A strongly coupled confining gauge theory with a non-zero vacuum angle undergoing a deconfinement to confinement phase transition is studied in the holographic gravitational description. A simplified five-dimensional setup is constructed where a bulk scalar models the effect of the vacuum angle, and the suitable boundary conditions on the ultra-violet (UV) and the infra-red (IR) boundaries are identified. The IR boundary condition is motivated by higher dimensional examples where the bulk scalar comes from a Wilson loop on a shrinking cycle. In this five-dimensional dual geometry, and in the limit of small backreaction in the infra-red, the critical temperature for the phase transition is shown to reduce quadratically with the vacuum angle, matching lattice results.
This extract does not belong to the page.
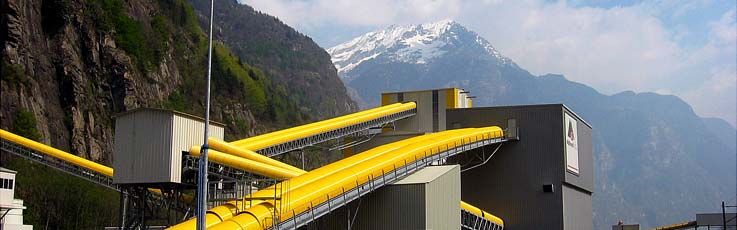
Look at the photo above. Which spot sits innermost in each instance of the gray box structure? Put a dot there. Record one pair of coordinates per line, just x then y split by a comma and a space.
427, 199
532, 183
149, 144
The topological susceptibility has a sharp reduction across the critical temperature, also matching lattice results. The rate for the phase transition is estimated as a function of the vacuum angle, and is seen to be enhanced (reduced) when the field theory has a relevant (irrelevant) deformation at high energies. Crucially, for the irrelevant case, the confined phase can get destabilized for a range of parameters. In the context of early universe dynamics, if the vacuum angle is time-dependent, the transition history changes strongly: the deconfined phase can last till much lower temperatures than naively expected, and one can trigger a transition to the confined phase by a change in the vacuum angle, thus providing a controlled way to generate supercooling. As a phenomenological application, the peak frequency and the power of resulting gravitational wave signal from bubble collisions change, affecting their visibility in detectors. Possible generalizations of the scenario are discussed.